An algorithm is said to be adaptive to a certain parameter (of the problem) if it does not need a priori knowledge of such a parameter but performs competitively to those that know it. This dissertation presents our work on adaptive algorithms in following scenarios: 1. In the stochastic optimization setting, we only receive stochastic gradients and the level of noise in evaluating them greatly affects the convergence rate. Tuning is typically required when without prior knowledge of the noise scale in order to achieve the optimal rate. Considering this, we designed and analyzed noise-adaptive algorithms that can automatically ensure (near)-optimal rates under different noise scales without knowing it. 2. In training deep neural networks, the scales of gradient magnitudes in each coordinate can scatter across a very wide range unless normalization techniques, like BatchNorm, are employed. In such situations, algorithms not addressing this problem of gradient scales can behave very poorly. To mitigate this, we formally established the advantage of scale-free algorithms that adapt to the gradient scales and presented its real benefits in empirical experiments. 3. Traditional analyses in non-convex optimization typically rely on the smoothness assumption. Yet, this condition does not capture the properties of some deep learning objective functions, including the ones involving Long Short-Term Memory networks and Transformers. Instead, they satisfy a much more relaxed condition, with potentially unbounded smoothness. Under this condition, we show that a generalized SignSGD algorithm can theoretically match the best-known convergence rates obtained by SGD with gradient clipping but does not need explicit clipping at all, and it can empirically match the performance of Adam and beat others.

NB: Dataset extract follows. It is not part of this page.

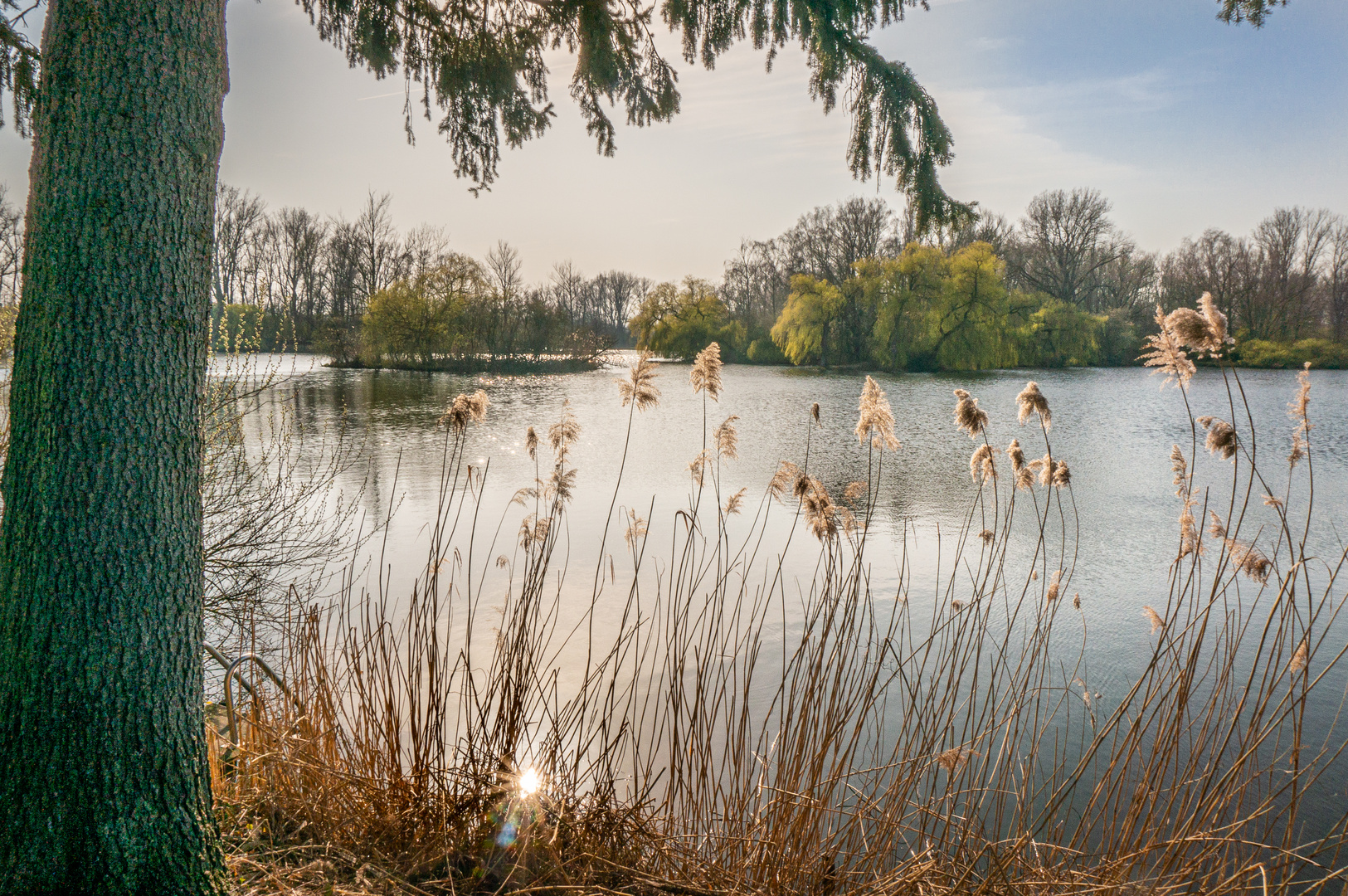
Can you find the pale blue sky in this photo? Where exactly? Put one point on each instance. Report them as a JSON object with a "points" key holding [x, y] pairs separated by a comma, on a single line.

Moreover, it can also be made to automatically adapt to the unknown relaxed smoothness.

翻译：如果一个算法在不需要事先知道某个（问题的）参数的情况下，其表现能与已知该参数的算法相竞争，则称该算法对该参数具有自适应性。本论文介绍了我们在以下场景中关于自适应算法的研究：1. 在随机优化问题中，我们仅能获取随机梯度，而评估梯度时的噪声水平会显著影响收敛速度。在缺乏噪声规模先验知识的情况下，通常需要调参才能达到最优收敛速率。为此，我们设计并分析了噪声自适应算法，这些算法能在未知噪声规模的前提下自动保证（近）最优收敛率。2. 在深度神经网络训练中，若不采用BatchNorm等归一化技术，每个坐标方向上的梯度幅度可能分布在一个非常宽的范围内。在这种情况下，未处理梯度尺度问题的算法表现会很差。为缓解这一问题，我们正式论证了适应梯度尺度的无尺度算法的优势，并通过实证实验展示了其实际效益。3. 传统的非凸优化分析通常依赖光滑性假设。然而，该条件无法刻画某些深度学习目标函数的性质，例如涉及长短期记忆网络和Transformer的目标函数。这些函数实际上满足一个更宽松的条件——可能具有无界光滑性。在此条件下，我们证明广义SignSGD算法在理论上能达到使用梯度裁剪的SGD的最佳已知收敛率，但无需显式裁剪，且在实证中可与Adam的表现匹敌并超过其他算法。此外，该算法还能自动适应未知的宽松光滑性。